When pitchers have become great a few years into their big league careers, they have typically done so in the way that Giolito has thus far this year—a sharp decline in walks, a commensurate jump in strikeouts, and an attendant boost in confidence and command that buoys everything else. That improvement just doesn’t usually happen this dramatically, or this quickly. Max Scherzer was a decent if inconsistent starter for the Tigers in 2010 and 2011 before abruptly goosing his strikeout rate in 2012 and winning a Cy Young in 2013. Randy Johnson was an All-Star even before he figured out how to throw strikes consistently; he led the league in walks and strikeouts in 1992 before cutting his walks-per-nine rate nearly in half the next year and spending the next decade-and-a-half as a furious hirsute godhead. Greg Maddux was battered below replacement level as a 21-year-old rookie, then just kind of arrived the next year as Greg Fucking Maddux and spent a couple decades that way. Baseball-Reference has Maddux improving from -0.4 WAR to 5.2 during those two years, but even that somehow doesn’t match the rise of Giolito, who was significantly worse last season (-1.3 WAR last year, by Baseball-Reference’s standard) and has been worth 3.4 WAR already. Roy Halladay, my personal standard-bearer for Was Really Bad Before He Was Really Good, was astonishingly bad in 2000, his second season—I will not share the numbers here but hachi machi—then straightened some things out in 2001 and was an All-Star super-ace by 2002, but even there the improvement was more gradual. There are probably some other, better comps to be made, but also look at these names.

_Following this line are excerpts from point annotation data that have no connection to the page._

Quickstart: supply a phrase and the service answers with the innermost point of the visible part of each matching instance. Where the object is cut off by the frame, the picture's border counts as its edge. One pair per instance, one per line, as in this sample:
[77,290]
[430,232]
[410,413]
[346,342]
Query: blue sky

A team tanking as hard as the White Sox have in recent years can’t help but be somewhat unpleasant to watch. Even if fans are aware of and on board with what’s happening, even if the organizational reset is done as thoughtfully and quickly as possible, there will still be a stretch of years in which the team is going to ask players that are not yet or may never be good enough to play in the majors to just go ahead and play in the majors anyway. When this doesn’t work, it looks almost cruel—not just to the players tasked with giving up those doubles and chasing them down, but to the fans that have to look through all that carnage and find some hope. Giolito, at his 2018 nadir, looked more like one of those doomed placeholders than someone who might become what he is currently becoming. His pedigree was known, his stuff was periodically electric, but baseball is very hard and everyone that plays it eventually fails. He seemed to be failing, and in the moment he indubitably was.
As it turns out, the White Sox weren’t just leaving him out there to die. “They always stressed to me through that process, ‘We’re sticking with you, we believe in you. Keep doing your thing, keep working,’” Giolito told The Athletic’s James Fegan. “I was able to put my mind at ease in that sense, just knowing that I had the opportunity to try to develop and learn on the fly.” Giolito had to change everything, and relearn a lot, but that patience seems to be paying off—not just a team’s patience in its young pitcher, but the broader patience that, if you give baseball a chance, it might show you something you’ve never seen before.